2.  Regulations governing detention for the purposes of extradition

Section 10(3) of Law no. 4/85 of 21 March 1985 on extradition

“Subject to the provisions of this Act, the maximum period for which a person may be detained with a view to his or her extradition and the rights guaranteed to him or her while detained shall be governed by the relevant provisions of the Code of Criminal Procedure.”


Relying on Article 6 § 1 of the Convention, the applicant maintained that he had been denied a fair hearing. More particularly, he alleged that his detention pending extradition to France had exceeded the period allowed by Spanish law and that had not been responsible for the delays. He further complained that, unlike the public prosecutor’s office, his lawyer had not been informed of the Audiencia Nacional’s decision of 4 March 1999.

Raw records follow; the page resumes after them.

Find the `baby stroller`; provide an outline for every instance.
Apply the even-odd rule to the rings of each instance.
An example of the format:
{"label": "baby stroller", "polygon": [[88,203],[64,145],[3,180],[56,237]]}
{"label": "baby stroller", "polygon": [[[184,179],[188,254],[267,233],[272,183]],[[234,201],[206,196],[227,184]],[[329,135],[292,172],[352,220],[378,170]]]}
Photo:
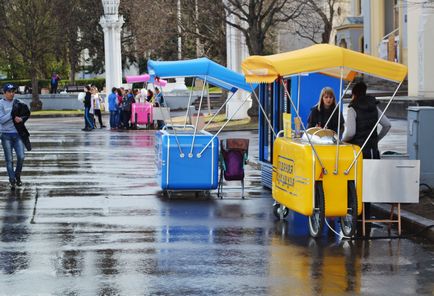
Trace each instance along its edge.
{"label": "baby stroller", "polygon": [[249,151],[248,139],[226,139],[220,141],[220,179],[217,196],[223,198],[223,178],[226,181],[241,181],[241,197],[244,198],[244,164]]}

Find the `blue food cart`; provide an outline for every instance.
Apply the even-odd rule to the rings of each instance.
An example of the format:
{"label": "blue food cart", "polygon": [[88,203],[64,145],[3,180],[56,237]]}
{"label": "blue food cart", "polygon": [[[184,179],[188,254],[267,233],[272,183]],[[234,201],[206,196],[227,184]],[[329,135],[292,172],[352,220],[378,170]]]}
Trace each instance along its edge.
{"label": "blue food cart", "polygon": [[[207,58],[183,61],[148,61],[148,73],[159,78],[192,77],[203,80],[202,95],[196,121],[187,125],[188,108],[184,125],[168,124],[156,133],[157,179],[164,191],[198,190],[207,191],[218,186],[219,140],[218,134],[211,134],[198,126],[205,85],[211,84],[229,92],[228,99],[215,112],[211,122],[220,110],[233,98],[238,89],[252,91],[255,85],[245,82],[244,76],[227,69]],[[246,97],[243,102],[247,102]],[[191,95],[188,102],[190,105]]]}

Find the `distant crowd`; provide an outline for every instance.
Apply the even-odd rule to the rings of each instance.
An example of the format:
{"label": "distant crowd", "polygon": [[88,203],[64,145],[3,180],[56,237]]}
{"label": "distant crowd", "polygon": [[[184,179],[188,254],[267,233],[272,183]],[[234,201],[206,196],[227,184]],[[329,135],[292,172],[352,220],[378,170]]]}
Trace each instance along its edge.
{"label": "distant crowd", "polygon": [[[83,131],[92,131],[97,127],[96,118],[100,128],[105,128],[103,124],[101,110],[105,110],[104,100],[98,92],[96,86],[85,86],[84,97],[79,97],[84,104],[84,122]],[[108,111],[110,112],[110,129],[131,129],[132,104],[147,102],[155,107],[165,106],[164,98],[158,87],[154,91],[148,89],[125,89],[124,87],[113,87],[108,96]],[[159,128],[162,124],[158,122]]]}

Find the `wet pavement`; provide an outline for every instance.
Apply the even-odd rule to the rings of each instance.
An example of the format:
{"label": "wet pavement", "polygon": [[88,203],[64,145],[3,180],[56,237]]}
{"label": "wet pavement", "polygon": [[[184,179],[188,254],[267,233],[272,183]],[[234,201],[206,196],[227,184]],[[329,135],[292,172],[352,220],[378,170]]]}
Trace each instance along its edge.
{"label": "wet pavement", "polygon": [[[154,177],[153,131],[86,133],[80,118],[29,128],[22,189],[9,191],[0,163],[0,295],[434,293],[431,242],[311,239],[306,217],[276,221],[253,166],[245,200],[237,182],[222,200],[168,199]],[[250,138],[257,159],[256,132],[220,138],[233,136]]]}

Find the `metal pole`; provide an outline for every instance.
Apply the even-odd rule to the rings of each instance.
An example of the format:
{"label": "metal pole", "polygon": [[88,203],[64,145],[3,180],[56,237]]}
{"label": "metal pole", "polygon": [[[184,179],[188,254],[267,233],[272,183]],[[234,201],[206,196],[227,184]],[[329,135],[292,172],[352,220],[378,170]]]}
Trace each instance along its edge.
{"label": "metal pole", "polygon": [[350,164],[350,166],[345,170],[344,174],[348,175],[350,173],[351,168],[353,167],[353,165],[356,163],[357,158],[359,157],[360,153],[362,153],[363,148],[365,148],[366,143],[368,143],[369,138],[372,136],[372,134],[374,133],[374,131],[377,129],[378,124],[380,123],[381,118],[383,118],[384,113],[386,113],[387,108],[389,108],[390,103],[392,103],[392,100],[395,98],[396,93],[398,92],[398,89],[401,87],[401,84],[404,82],[404,80],[402,80],[398,87],[396,88],[395,92],[393,93],[392,97],[390,98],[389,102],[387,103],[386,107],[384,108],[383,112],[381,113],[380,117],[378,117],[377,122],[375,123],[374,128],[371,130],[371,132],[369,133],[369,136],[366,138],[365,143],[363,143],[362,147],[360,147],[359,152],[357,153],[357,155],[354,157],[353,162]]}

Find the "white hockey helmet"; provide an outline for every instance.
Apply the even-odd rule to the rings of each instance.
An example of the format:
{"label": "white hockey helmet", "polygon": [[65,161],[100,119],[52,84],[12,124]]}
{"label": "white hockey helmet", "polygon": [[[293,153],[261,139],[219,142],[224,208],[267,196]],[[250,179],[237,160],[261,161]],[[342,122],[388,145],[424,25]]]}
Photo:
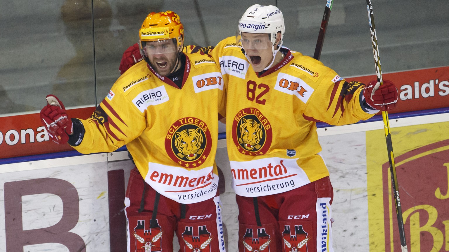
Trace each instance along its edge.
{"label": "white hockey helmet", "polygon": [[277,32],[280,31],[280,45],[285,33],[284,16],[276,6],[254,4],[247,9],[238,21],[238,31],[240,35],[242,32],[269,33],[273,44]]}

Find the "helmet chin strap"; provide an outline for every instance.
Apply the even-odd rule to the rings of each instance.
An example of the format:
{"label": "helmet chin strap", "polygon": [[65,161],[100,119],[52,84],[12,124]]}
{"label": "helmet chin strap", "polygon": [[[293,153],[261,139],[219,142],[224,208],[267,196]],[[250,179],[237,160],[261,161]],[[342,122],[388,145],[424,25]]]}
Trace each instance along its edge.
{"label": "helmet chin strap", "polygon": [[[273,45],[273,46],[271,47],[271,51],[273,53],[273,60],[271,61],[271,63],[270,63],[269,65],[267,66],[267,67],[264,68],[263,71],[266,71],[270,69],[270,68],[271,68],[271,66],[273,65],[273,63],[274,62],[274,59],[276,58],[276,54],[277,53],[277,52],[279,51],[280,50],[281,50],[281,46],[282,45],[282,42],[283,41],[281,40],[281,43],[278,46],[277,46],[277,49],[276,50],[274,50],[274,45]],[[248,58],[247,56],[247,58]],[[251,61],[250,60],[250,62],[251,62]]]}
{"label": "helmet chin strap", "polygon": [[181,62],[181,53],[182,51],[182,47],[180,48],[180,50],[178,52],[178,57],[176,59],[176,65],[175,67],[173,68],[172,69],[172,71],[170,72],[170,73],[167,74],[167,75],[170,75],[170,74],[173,73],[176,71],[176,68],[178,68],[178,66],[179,65],[180,62]]}

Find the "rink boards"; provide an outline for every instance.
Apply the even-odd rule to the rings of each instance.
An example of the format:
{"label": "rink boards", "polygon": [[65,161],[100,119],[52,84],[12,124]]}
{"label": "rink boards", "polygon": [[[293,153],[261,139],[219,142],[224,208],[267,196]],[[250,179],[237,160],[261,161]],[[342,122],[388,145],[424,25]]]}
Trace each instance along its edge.
{"label": "rink boards", "polygon": [[[409,251],[449,250],[449,114],[390,123]],[[318,131],[335,192],[335,250],[400,251],[382,121]],[[224,141],[216,160],[228,251],[237,251]],[[125,151],[1,165],[0,251],[124,251],[123,199],[132,167]]]}

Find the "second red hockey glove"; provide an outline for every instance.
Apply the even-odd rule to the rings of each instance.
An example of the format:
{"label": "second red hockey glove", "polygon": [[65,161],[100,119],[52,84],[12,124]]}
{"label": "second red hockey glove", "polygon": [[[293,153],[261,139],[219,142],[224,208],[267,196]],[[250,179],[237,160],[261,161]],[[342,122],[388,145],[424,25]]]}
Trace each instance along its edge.
{"label": "second red hockey glove", "polygon": [[139,43],[136,43],[129,47],[122,56],[120,66],[119,67],[120,74],[123,74],[129,68],[142,60],[143,56],[141,54]]}
{"label": "second red hockey glove", "polygon": [[53,94],[45,98],[47,105],[40,111],[40,119],[53,141],[65,144],[73,133],[72,120],[67,115],[62,103]]}
{"label": "second red hockey glove", "polygon": [[365,88],[363,96],[366,103],[374,109],[387,111],[396,107],[399,98],[397,89],[392,82],[384,80],[383,84],[371,81]]}

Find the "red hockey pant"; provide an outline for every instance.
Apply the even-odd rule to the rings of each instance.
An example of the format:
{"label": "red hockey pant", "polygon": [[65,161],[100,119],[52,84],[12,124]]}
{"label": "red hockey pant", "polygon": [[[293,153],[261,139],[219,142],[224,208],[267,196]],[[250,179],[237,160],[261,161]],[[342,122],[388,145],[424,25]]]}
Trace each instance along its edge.
{"label": "red hockey pant", "polygon": [[172,252],[175,233],[180,252],[225,251],[218,194],[181,204],[157,193],[132,170],[125,199],[128,252]]}
{"label": "red hockey pant", "polygon": [[237,195],[239,252],[332,252],[333,195],[329,177],[256,200]]}

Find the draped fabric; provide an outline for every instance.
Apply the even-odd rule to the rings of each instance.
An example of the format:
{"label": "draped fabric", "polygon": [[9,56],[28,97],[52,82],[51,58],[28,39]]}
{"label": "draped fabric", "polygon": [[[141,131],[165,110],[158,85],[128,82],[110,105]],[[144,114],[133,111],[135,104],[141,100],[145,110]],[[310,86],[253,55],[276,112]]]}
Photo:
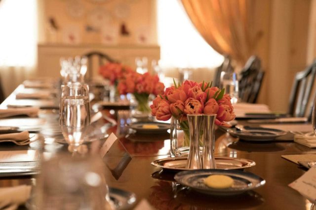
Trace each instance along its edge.
{"label": "draped fabric", "polygon": [[262,35],[255,34],[252,0],[181,0],[198,30],[213,49],[241,64],[253,53]]}
{"label": "draped fabric", "polygon": [[0,88],[5,96],[35,72],[37,0],[0,1]]}

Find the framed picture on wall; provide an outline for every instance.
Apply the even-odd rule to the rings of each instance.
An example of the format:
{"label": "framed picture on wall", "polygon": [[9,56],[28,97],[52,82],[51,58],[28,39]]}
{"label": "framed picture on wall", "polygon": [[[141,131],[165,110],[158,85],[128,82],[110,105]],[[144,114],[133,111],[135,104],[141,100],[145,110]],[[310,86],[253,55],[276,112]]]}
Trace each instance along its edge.
{"label": "framed picture on wall", "polygon": [[65,27],[62,30],[63,42],[65,44],[78,44],[81,43],[80,27],[70,25]]}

1.  The applicant complained of the length of the extradition proceedings and of the fact that his lawyer had not been informed of one of the decisions that had been delivered. He argued that his right to a fair hearing, as guaranteed by the Article 6 § 1 of the Convention, had thereby been infringed. That provision reads as follows:

“In the determination of his civil rights and obligations or of any criminal charge against him, everyone is entitled to a ... hearing within a reasonable time by [a] ... tribunal ...”

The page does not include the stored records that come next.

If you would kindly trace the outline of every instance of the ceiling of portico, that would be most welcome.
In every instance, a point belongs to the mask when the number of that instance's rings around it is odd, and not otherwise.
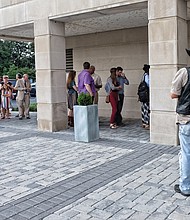
[[[190,1],[188,18],[190,18]],[[104,31],[141,27],[148,25],[147,2],[117,6],[113,8],[86,11],[50,17],[51,20],[65,23],[66,37],[98,33]],[[32,23],[10,27],[0,31],[0,38],[33,40],[34,25]]]
[[[65,23],[66,37],[97,33],[124,28],[141,27],[148,24],[147,2],[50,17],[51,20]],[[0,31],[3,38],[32,40],[33,24],[20,25]]]

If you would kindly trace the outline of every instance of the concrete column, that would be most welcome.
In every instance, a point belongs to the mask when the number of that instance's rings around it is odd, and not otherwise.
[[[35,21],[38,128],[59,131],[67,127],[64,23]]]
[[[187,64],[187,2],[149,0],[148,13],[151,65],[150,141],[177,145],[176,101],[170,98],[170,88],[176,71]]]

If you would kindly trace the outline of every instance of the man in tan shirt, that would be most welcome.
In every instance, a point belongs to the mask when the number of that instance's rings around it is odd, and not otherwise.
[[[190,50],[186,49],[190,56]],[[183,196],[190,196],[190,67],[180,69],[172,81],[171,98],[178,99],[176,112],[179,124],[180,180],[174,190]]]

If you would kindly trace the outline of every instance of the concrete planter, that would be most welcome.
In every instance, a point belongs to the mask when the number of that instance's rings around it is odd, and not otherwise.
[[[90,142],[99,139],[97,105],[74,106],[75,141]]]

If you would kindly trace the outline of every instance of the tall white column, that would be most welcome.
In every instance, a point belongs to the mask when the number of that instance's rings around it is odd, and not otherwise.
[[[151,65],[150,141],[178,144],[176,101],[170,98],[171,81],[187,64],[187,2],[149,0],[149,63]]]
[[[38,128],[59,131],[67,127],[64,23],[35,21]]]

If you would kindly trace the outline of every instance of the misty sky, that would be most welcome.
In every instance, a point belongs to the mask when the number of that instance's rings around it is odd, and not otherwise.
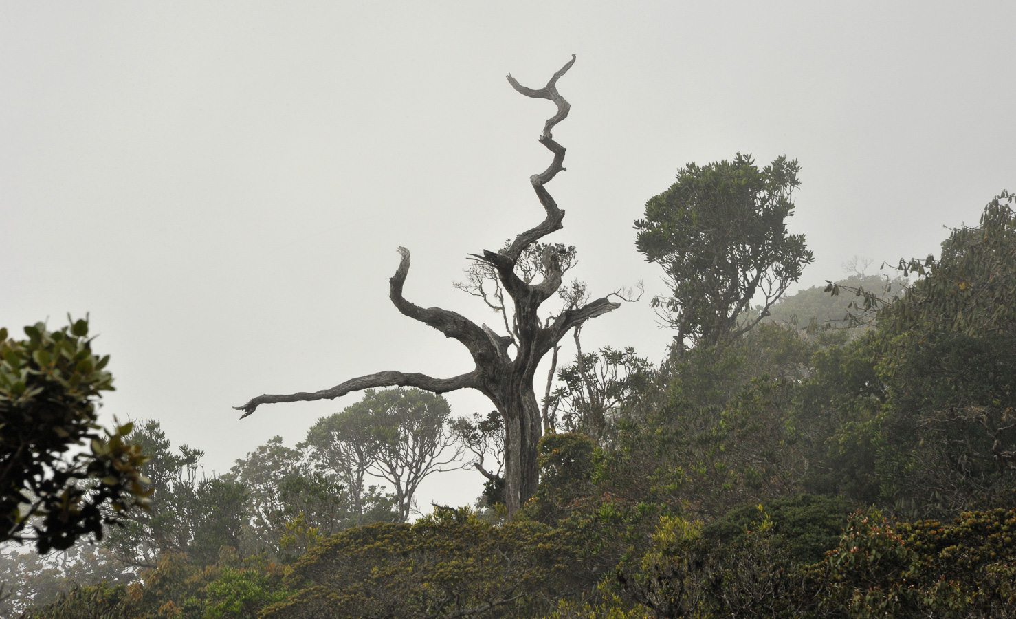
[[[948,7],[948,8],[947,8]],[[797,158],[789,221],[816,261],[937,252],[1016,190],[1016,3],[172,2],[0,4],[0,326],[90,312],[116,415],[225,472],[356,401],[232,407],[386,369],[450,376],[464,349],[388,301],[498,323],[455,291],[466,255],[543,220],[528,183],[558,86],[567,211],[594,296],[645,281],[632,223],[677,169]],[[658,361],[644,300],[584,346]],[[537,386],[537,391],[542,390]],[[473,393],[453,411],[486,412]],[[480,474],[419,497],[471,502]]]

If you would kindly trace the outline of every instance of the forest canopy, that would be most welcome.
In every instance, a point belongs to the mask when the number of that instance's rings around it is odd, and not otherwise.
[[[399,248],[391,301],[462,344],[466,374],[254,397],[245,417],[363,391],[216,475],[160,420],[99,426],[113,376],[86,319],[0,330],[3,541],[39,551],[0,553],[0,612],[1016,617],[1016,195],[938,257],[789,294],[813,261],[788,228],[797,161],[690,164],[635,223],[633,251],[670,288],[653,301],[668,356],[583,350],[586,321],[632,299],[589,301],[563,282],[575,248],[543,240],[564,219],[546,184],[564,171],[551,130],[573,62],[538,89],[509,76],[557,110],[538,140],[552,162],[530,178],[545,219],[456,285],[504,332],[403,298]],[[453,412],[441,393],[457,388],[494,410]],[[422,509],[421,481],[453,468],[483,494]]]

However, the Court reiterates that the right not to be extradited, as such, is not one of the rights and freedoms recognised by the Convention and its Protocols (see K. and F. v. the Netherlands, application no. 12543/86, Commission decision of 2 December 1986, Decisions and Reports (DR) 51, p. 272). Furthermore, extradition proceedings do not concern a dispute (contestation) over an applicant’s civil rights and obligations or the determination of a criminal charge against him or her within the meaning of Article 6 of the Convention (see, among other authorities, Farmakopoulos v. Belgium, application no. 11683/85, Commission decision of 8 February 1990, DR 64, p. 52; B., H. and L. v. Austria, application no. 15776/89, Commission decision of 5 December 1989, DR 64, p. 264; and Raidl v. Austria, application no. 25342/94, Commission decision of 4 September 1995, DR 82-A, p. 134). It follows that this part of the application is incompatible ratione materiae with the provisions of the Convention, within the meaning of Article 35 § 3, and must be rejected pursuant to Article 35 § 4.

For these reasons, the Court unanimously,

Declares the remainder of the application inadmissible.